Fra Angelico, "Resurrection of Christ and the Women at the Tomb," 1439-1443, Convent of San Marco, Florence — public domain.
An angel like lightning, and guards struck down
Matthew describes the moment directly: "There was a violent earthquake, for an angel of the Lord came down from heaven and, going to the tomb, rolled back the stone and sat on it" (Matthew 28:2, NIV). The description that follows is deliberately overwhelming: "His appearance was like lightning, and his clothes were white as snow" (Matthew 28:3, NIV) — and the effect on the Roman guards stationed there is immediate: "The guards were so afraid of him that they shook and became like dead men" (Matthew 28:4, NIV). The women, by contrast, are met with reassurance rather than terror.
"He is not here; he has risen"
The angel speaks directly to the women: "Do not be afraid, for I know that you are looking for Jesus, who was crucified. He is not here; he has risen, just as he said. Come and see the place where he lay" (Matthew 28:5-6, NIV). Then comes the commission: "Go quickly and tell his disciples: He has risen from the dead and is going ahead of you into Galilee. There you will see him" (Matthew 28:7, NIV). The women are the first people entrusted with the resurrection news — asked not merely to witness it, but to go announce it to others.

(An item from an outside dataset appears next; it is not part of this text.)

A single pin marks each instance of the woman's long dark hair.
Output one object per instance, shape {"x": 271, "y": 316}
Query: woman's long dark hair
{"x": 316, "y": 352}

Four Gospels, four descriptions — and that's worth saying plainly
Here's a detail a careful retelling shouldn't smooth over: the four Gospels do not describe this scene identically, and pretending otherwise does a disservice to the text. Matthew describes a single angel, "like lightning," who rolls back the stone and sits on it outside the tomb. Mark describes the women entering the tomb itself and seeing "a young man dressed in a white robe sitting on the right side" (Mark 16:5, NIV) — the text doesn't explicitly call him an angel, though Christian tradition has long read him as one. Luke describes "two men in clothes that gleamed like lightning" standing beside the women (Luke 24:4, NIV). John, in his account of Mary Magdalene's visit, describes her looking into the tomb and seeing "two angels in white, seated where Jesus' body had been, one at the head and the other at the foot" (John 20:12, NIV).
That's a real spread — one figure or two, inside the tomb or outside it, explicitly called an angel or simply described in dazzling terms. Biblical scholarship has long noted these differences openly; they don't touch the substance every account agrees on, which is that the tomb was found open and empty, and that Christ had risen. But a text that quietly merged all four Gospels into a single harmonized angel-and-tomb scene would be smoothing over something the Gospels themselves simply don't agree on in the details, and an honest telling shouldn't do that.
What all four accounts share
Despite the differences in how many figures appear and how they're described, every Gospel account agrees on the essentials: the stone had been moved, the tomb was empty, and the message delivered — whether by one figure or two — was the same proclamation of resurrection. That core agreement, running underneath four otherwise distinct retellings, is arguably more striking than if all four had matched exactly. It suggests four separate traditions converging on the same central claim rather than one account copied uniformly into four versions.